これで完全に論破されて議論終了のはずなのだが,藤巻がTwitterでこれを蒸し返したものだから,一週間にわたって騒動がつづいている。まあ,日本維新の会のお得意の,支持層受けをねらった学問芸術分野攻撃による炎上商法なのであろう。

炎上を招いた藤巻のTwitterでの主な発言はなかなか含蓄が深いので下記に引用する。

私の言う金融経済とはいわゆる金融リテラシーのことです。株や為替や国債とは?から始まり、保険・年金・投資信託・デリバティブとは?住宅ローンの変動・固定金利どう違うのか?多くの人にとって、人生を生きる上でそういった知識の方が、三角関数よりも必要だと考えます。

小学校の算数、中学数学はその概念・考え方を学ぶ上でとても重要だと思います。

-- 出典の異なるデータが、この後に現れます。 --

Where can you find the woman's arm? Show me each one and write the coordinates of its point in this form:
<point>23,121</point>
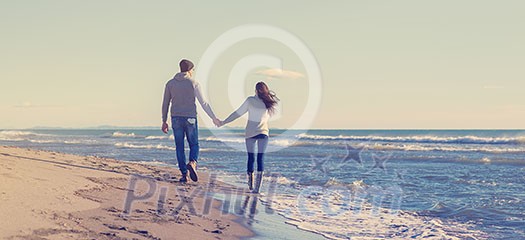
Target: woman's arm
<point>239,112</point>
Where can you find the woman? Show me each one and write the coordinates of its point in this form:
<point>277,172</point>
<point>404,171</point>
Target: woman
<point>259,108</point>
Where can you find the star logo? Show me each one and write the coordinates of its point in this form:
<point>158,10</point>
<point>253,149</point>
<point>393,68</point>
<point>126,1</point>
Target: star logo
<point>319,163</point>
<point>352,154</point>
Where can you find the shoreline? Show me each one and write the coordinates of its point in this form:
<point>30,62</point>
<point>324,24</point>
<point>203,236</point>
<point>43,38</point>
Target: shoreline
<point>58,195</point>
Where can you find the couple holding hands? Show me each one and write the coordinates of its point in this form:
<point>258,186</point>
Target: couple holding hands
<point>181,93</point>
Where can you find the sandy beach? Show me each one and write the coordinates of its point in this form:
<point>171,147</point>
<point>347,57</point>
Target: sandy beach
<point>48,195</point>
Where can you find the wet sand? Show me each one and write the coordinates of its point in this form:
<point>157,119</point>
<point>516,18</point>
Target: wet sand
<point>47,195</point>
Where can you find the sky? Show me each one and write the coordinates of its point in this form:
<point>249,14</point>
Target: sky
<point>383,64</point>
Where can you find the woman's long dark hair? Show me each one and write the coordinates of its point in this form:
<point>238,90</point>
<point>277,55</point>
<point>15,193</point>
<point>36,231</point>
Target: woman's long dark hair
<point>269,98</point>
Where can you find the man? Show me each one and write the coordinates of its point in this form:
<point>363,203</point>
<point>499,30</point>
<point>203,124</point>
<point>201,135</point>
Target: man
<point>181,92</point>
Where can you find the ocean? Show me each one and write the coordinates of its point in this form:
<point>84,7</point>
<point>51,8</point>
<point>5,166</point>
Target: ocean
<point>348,183</point>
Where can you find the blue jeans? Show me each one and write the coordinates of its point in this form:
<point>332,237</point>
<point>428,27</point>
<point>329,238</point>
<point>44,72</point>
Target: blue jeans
<point>183,126</point>
<point>262,143</point>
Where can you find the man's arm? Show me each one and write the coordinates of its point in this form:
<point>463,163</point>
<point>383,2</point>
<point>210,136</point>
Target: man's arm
<point>204,104</point>
<point>165,108</point>
<point>239,112</point>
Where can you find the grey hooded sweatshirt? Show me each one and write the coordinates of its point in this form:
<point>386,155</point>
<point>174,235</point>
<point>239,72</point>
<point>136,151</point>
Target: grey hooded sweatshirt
<point>181,92</point>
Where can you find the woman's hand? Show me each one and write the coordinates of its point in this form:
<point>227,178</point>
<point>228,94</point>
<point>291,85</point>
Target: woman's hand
<point>165,128</point>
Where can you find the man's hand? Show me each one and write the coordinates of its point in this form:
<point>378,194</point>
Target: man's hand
<point>217,122</point>
<point>165,127</point>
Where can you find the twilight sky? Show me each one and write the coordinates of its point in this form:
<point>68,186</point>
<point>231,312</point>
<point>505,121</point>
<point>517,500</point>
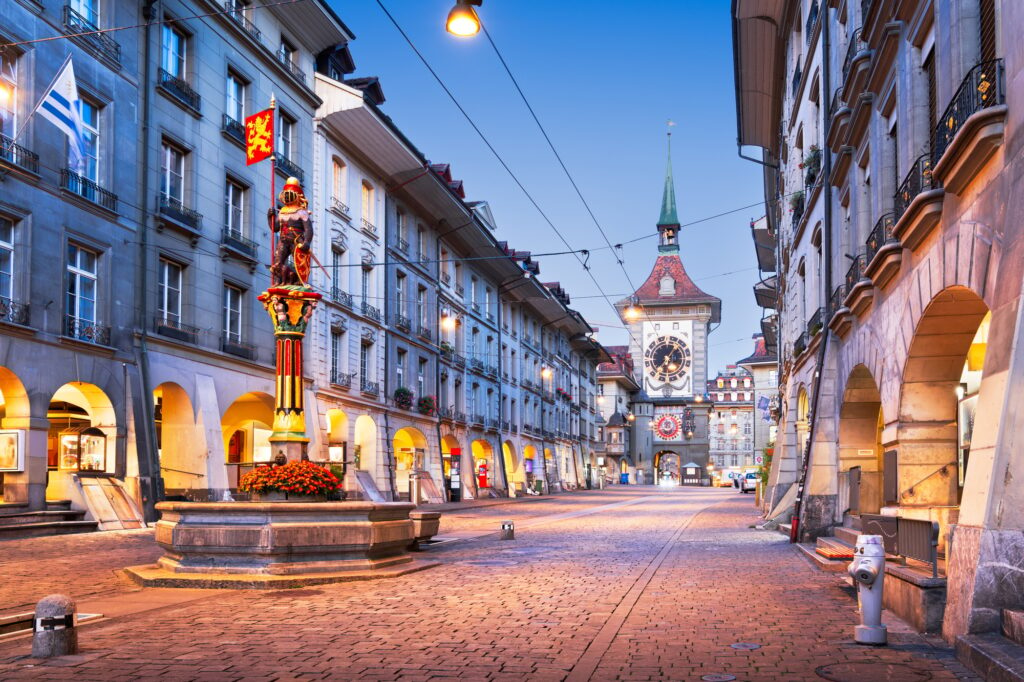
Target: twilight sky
<point>603,81</point>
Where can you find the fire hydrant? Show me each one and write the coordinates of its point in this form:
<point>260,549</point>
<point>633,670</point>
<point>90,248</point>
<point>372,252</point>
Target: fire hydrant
<point>868,569</point>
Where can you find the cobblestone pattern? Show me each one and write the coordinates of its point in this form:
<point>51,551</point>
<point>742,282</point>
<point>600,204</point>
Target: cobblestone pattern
<point>513,610</point>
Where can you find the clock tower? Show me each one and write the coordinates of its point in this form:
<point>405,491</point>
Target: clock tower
<point>669,318</point>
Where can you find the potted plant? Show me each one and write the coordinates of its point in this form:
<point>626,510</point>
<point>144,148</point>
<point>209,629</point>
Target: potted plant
<point>295,481</point>
<point>403,397</point>
<point>427,406</point>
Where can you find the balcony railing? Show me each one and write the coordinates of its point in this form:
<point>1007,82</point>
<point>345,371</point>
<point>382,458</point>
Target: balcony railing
<point>982,88</point>
<point>180,90</point>
<point>339,296</point>
<point>288,167</point>
<point>856,272</point>
<point>233,129</point>
<point>12,311</point>
<point>235,240</point>
<point>14,155</point>
<point>230,344</point>
<point>851,51</point>
<point>237,14</point>
<point>370,311</point>
<point>86,330</point>
<point>173,329</point>
<point>86,188</point>
<point>812,19</point>
<point>916,181</point>
<point>285,57</point>
<point>85,31</point>
<point>881,235</point>
<point>174,209</point>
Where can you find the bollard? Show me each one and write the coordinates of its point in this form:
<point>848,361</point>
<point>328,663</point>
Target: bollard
<point>53,631</point>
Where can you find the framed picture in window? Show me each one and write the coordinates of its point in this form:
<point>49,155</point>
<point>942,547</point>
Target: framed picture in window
<point>12,451</point>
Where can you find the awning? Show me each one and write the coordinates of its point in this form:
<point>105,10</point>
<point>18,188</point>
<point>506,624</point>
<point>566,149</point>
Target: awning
<point>758,30</point>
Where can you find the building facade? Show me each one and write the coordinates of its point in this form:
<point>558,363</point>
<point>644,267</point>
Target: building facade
<point>888,133</point>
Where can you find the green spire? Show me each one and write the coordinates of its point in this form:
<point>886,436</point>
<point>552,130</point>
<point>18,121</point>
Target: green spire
<point>669,216</point>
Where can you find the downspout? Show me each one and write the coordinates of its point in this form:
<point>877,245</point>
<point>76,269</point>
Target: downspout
<point>798,511</point>
<point>151,482</point>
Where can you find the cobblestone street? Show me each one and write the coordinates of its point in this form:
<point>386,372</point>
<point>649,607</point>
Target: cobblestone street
<point>635,584</point>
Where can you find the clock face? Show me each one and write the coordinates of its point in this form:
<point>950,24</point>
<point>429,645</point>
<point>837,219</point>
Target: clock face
<point>667,358</point>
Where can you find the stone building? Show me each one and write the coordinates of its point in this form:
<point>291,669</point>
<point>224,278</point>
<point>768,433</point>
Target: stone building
<point>887,133</point>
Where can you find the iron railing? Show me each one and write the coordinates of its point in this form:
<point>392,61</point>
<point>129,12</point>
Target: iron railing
<point>180,90</point>
<point>86,330</point>
<point>235,240</point>
<point>981,88</point>
<point>173,208</point>
<point>89,34</point>
<point>918,180</point>
<point>13,311</point>
<point>236,12</point>
<point>86,188</point>
<point>14,155</point>
<point>881,235</point>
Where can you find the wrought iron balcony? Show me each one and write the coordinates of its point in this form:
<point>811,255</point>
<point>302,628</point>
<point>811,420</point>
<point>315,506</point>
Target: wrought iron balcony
<point>175,210</point>
<point>370,311</point>
<point>12,311</point>
<point>233,129</point>
<point>180,90</point>
<point>286,166</point>
<point>86,188</point>
<point>237,14</point>
<point>339,296</point>
<point>230,344</point>
<point>83,30</point>
<point>881,235</point>
<point>173,329</point>
<point>233,240</point>
<point>981,88</point>
<point>285,57</point>
<point>86,330</point>
<point>13,154</point>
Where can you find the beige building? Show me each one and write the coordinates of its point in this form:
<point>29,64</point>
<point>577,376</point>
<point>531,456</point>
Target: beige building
<point>888,138</point>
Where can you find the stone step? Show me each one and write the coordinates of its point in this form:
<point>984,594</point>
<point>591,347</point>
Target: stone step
<point>993,656</point>
<point>20,530</point>
<point>1013,626</point>
<point>810,552</point>
<point>19,518</point>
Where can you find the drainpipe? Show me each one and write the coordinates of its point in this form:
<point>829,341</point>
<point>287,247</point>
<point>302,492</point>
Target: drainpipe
<point>798,511</point>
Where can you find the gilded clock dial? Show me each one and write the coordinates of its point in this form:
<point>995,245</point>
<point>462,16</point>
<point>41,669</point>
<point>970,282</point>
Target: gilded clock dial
<point>667,358</point>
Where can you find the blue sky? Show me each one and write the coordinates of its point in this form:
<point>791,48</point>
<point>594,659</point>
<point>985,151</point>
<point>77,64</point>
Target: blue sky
<point>603,81</point>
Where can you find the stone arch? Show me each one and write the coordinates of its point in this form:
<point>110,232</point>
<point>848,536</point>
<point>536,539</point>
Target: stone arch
<point>180,443</point>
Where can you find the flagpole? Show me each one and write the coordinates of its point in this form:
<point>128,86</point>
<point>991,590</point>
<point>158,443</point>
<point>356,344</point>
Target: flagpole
<point>273,172</point>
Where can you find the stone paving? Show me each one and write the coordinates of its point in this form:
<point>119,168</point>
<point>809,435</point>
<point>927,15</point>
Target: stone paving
<point>655,586</point>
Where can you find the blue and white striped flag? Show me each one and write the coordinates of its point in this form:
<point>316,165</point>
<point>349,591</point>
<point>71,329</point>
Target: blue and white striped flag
<point>60,107</point>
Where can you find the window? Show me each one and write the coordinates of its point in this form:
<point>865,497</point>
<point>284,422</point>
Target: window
<point>169,293</point>
<point>368,202</point>
<point>232,314</point>
<point>90,125</point>
<point>172,173</point>
<point>235,107</point>
<point>286,136</point>
<point>81,302</point>
<point>173,50</point>
<point>235,196</point>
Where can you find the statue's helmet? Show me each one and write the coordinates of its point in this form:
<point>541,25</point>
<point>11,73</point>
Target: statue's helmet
<point>292,193</point>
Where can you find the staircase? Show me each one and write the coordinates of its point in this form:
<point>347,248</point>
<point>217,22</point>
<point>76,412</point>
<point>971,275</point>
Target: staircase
<point>57,519</point>
<point>996,656</point>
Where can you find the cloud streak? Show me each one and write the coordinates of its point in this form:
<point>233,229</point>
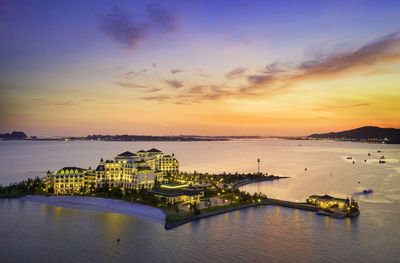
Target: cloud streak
<point>126,29</point>
<point>176,84</point>
<point>276,79</point>
<point>236,73</point>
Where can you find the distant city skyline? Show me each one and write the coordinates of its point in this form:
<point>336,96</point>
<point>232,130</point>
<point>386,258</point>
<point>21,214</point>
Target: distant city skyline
<point>287,68</point>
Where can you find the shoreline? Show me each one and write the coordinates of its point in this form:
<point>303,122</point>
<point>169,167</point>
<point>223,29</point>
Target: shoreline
<point>248,181</point>
<point>157,215</point>
<point>100,204</point>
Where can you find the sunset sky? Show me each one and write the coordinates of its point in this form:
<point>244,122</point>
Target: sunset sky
<point>198,67</point>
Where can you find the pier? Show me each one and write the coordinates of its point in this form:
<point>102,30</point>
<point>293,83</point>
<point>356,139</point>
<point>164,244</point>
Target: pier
<point>268,201</point>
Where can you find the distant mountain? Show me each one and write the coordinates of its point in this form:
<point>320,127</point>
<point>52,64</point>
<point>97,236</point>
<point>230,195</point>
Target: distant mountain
<point>367,133</point>
<point>13,136</point>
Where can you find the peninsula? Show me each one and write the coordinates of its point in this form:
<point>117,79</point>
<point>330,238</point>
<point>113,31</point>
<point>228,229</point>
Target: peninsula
<point>153,178</point>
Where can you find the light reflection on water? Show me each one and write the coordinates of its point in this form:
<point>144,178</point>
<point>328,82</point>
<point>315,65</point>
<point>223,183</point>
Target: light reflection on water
<point>35,232</point>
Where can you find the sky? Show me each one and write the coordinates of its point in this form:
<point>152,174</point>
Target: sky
<point>245,67</point>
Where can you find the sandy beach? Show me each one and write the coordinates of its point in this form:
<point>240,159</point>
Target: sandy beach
<point>104,205</point>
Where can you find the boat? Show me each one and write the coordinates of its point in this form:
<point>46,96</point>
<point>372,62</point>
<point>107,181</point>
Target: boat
<point>367,191</point>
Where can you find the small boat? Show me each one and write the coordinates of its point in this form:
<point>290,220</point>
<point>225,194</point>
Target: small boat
<point>367,191</point>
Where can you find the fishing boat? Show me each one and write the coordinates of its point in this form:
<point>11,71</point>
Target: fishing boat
<point>367,191</point>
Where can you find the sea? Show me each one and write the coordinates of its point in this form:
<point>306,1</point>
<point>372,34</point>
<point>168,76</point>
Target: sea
<point>35,232</point>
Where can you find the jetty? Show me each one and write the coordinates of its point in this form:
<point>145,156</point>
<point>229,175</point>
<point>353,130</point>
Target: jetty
<point>267,201</point>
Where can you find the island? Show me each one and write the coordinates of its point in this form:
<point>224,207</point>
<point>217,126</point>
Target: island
<point>371,134</point>
<point>153,178</point>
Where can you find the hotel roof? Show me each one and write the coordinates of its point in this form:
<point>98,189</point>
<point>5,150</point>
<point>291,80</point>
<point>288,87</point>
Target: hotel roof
<point>174,192</point>
<point>126,154</point>
<point>154,150</point>
<point>73,168</point>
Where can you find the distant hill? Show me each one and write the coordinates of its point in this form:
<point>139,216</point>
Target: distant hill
<point>13,136</point>
<point>367,133</point>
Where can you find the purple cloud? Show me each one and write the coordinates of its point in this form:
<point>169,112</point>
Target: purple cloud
<point>123,27</point>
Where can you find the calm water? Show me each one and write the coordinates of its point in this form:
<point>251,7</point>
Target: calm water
<point>32,232</point>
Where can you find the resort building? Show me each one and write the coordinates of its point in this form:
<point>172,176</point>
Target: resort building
<point>70,180</point>
<point>326,201</point>
<point>127,170</point>
<point>179,193</point>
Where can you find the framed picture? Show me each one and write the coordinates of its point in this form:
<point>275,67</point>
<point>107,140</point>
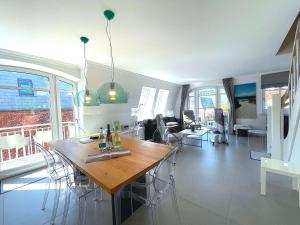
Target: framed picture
<point>245,100</point>
<point>25,83</point>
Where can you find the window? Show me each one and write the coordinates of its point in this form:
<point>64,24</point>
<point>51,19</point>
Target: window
<point>146,103</point>
<point>204,101</point>
<point>25,83</point>
<point>224,103</point>
<point>268,92</point>
<point>161,102</point>
<point>46,112</point>
<point>207,104</point>
<point>191,101</point>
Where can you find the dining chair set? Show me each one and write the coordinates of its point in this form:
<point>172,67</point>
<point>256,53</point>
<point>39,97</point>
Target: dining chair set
<point>160,182</point>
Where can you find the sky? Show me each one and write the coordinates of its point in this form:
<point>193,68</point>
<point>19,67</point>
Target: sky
<point>243,90</point>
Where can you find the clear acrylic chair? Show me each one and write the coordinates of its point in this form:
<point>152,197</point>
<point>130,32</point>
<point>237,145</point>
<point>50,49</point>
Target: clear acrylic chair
<point>78,184</point>
<point>60,171</point>
<point>159,183</point>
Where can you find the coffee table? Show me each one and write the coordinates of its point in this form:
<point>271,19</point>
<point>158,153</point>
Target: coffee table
<point>195,135</point>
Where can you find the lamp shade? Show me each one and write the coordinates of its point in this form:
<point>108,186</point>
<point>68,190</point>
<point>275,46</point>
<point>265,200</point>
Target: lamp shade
<point>86,98</point>
<point>112,93</point>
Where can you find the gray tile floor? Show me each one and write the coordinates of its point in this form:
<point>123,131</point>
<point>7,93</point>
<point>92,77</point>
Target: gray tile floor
<point>218,185</point>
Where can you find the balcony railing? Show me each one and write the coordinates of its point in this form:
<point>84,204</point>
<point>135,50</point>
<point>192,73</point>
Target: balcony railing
<point>26,136</point>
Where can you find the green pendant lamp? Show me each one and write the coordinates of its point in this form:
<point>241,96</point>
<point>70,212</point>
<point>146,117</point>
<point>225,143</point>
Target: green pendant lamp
<point>85,97</point>
<point>111,92</point>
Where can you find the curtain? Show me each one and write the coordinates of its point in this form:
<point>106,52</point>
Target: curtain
<point>184,91</point>
<point>228,86</point>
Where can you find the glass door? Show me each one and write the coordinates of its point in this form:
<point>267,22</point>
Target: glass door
<point>67,112</point>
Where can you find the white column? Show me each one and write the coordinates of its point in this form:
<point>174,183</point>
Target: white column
<point>276,127</point>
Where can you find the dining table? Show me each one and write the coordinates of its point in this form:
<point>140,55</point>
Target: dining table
<point>115,174</point>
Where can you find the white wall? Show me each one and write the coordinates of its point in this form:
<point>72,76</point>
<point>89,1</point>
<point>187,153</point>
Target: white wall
<point>96,117</point>
<point>260,122</point>
<point>17,59</point>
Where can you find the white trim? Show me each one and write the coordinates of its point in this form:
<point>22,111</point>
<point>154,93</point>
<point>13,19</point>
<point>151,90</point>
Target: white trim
<point>14,63</point>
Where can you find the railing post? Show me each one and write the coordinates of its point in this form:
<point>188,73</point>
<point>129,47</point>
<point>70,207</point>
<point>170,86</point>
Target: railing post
<point>23,135</point>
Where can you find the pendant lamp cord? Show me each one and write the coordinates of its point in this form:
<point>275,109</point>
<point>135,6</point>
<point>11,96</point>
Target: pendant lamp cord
<point>110,46</point>
<point>85,67</point>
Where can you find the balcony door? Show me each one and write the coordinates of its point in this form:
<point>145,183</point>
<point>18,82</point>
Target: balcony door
<point>34,106</point>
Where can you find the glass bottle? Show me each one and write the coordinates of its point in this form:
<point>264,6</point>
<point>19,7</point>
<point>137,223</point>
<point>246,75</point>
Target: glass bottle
<point>102,143</point>
<point>109,143</point>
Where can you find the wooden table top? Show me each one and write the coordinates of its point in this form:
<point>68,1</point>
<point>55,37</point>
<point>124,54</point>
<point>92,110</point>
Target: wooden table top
<point>114,174</point>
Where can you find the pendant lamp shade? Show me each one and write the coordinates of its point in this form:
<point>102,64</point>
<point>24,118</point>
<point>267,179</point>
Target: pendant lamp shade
<point>85,97</point>
<point>112,93</point>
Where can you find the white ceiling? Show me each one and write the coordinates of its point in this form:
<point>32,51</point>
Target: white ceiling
<point>174,40</point>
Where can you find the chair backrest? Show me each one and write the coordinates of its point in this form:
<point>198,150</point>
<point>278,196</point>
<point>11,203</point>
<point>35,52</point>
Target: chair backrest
<point>159,134</point>
<point>163,175</point>
<point>188,116</point>
<point>13,141</point>
<point>69,170</point>
<point>52,162</point>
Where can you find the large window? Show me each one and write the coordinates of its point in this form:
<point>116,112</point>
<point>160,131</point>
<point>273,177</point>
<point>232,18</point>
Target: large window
<point>33,107</point>
<point>207,104</point>
<point>161,102</point>
<point>146,103</point>
<point>268,92</point>
<point>203,102</point>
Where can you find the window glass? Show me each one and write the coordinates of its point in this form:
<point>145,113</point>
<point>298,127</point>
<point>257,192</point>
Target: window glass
<point>146,103</point>
<point>161,102</point>
<point>224,103</point>
<point>207,104</point>
<point>26,80</point>
<point>67,109</point>
<point>268,92</point>
<point>191,100</point>
<point>207,99</point>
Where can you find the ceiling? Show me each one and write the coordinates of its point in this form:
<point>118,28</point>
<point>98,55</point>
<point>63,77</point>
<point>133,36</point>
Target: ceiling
<point>174,40</point>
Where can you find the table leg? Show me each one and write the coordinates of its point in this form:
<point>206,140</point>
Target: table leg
<point>263,174</point>
<point>298,184</point>
<point>295,183</point>
<point>116,208</point>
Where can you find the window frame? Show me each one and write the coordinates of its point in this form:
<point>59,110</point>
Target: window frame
<point>141,106</point>
<point>281,91</point>
<point>155,110</point>
<point>54,98</point>
<point>196,96</point>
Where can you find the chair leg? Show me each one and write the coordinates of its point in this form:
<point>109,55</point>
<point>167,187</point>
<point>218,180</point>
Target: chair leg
<point>175,202</point>
<point>56,201</point>
<point>153,208</point>
<point>46,194</point>
<point>262,181</point>
<point>66,206</point>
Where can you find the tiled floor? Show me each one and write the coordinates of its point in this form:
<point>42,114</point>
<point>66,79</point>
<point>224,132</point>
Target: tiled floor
<point>215,186</point>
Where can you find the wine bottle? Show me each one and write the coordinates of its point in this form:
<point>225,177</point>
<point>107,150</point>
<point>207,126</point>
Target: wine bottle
<point>102,143</point>
<point>109,143</point>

しかし高校数学は専門知識の側面が強いのではないでしょうか?三角関数などは、その道に進む人が大学で学べばいいと考えます。 

 車の安全な運転の仕方を知ることは大事だが、車の構造は知らなくていい。電子レンジの操作方法は知る必要があるが、電子レンジの仕組みは知らなくていい。三角関数が多くの技術に応用されているのはわかるが、必ずしも知っている必要はない。

三角関数は例えば木の高さを測るのに使われる。1人が木の高さを測ればいい。残りの99人は、木の高ささえ知っていればいい。99人にとっては、安全のために木を切る必要があるのか、どう切るのか、あるいはどうやって木を紙に変えるのか、その紙をどう流通・管理・販売していくかの方が遥かに大事だ。 

 世の中は分業し、お互いの知識を信用し合い、成り立っている。木の高さを測る人、木を切る人、木の安全を管理する人、木の役割を研究する人、木から紙を作る人、その紙を流通させる人、販売する人、それぞれに専門知識がある。三角関数はその専門知識の一つ。全ての専門知識を学ぶ時間はない。

三角関数が科学や工学のあらゆる分野において果たしている役割とその重要性についての決定的な理解の欠如があることは間違いない。それにしても我々は学校教育で何を学ぶべきかという重要な問いを含んでいることも確かだ。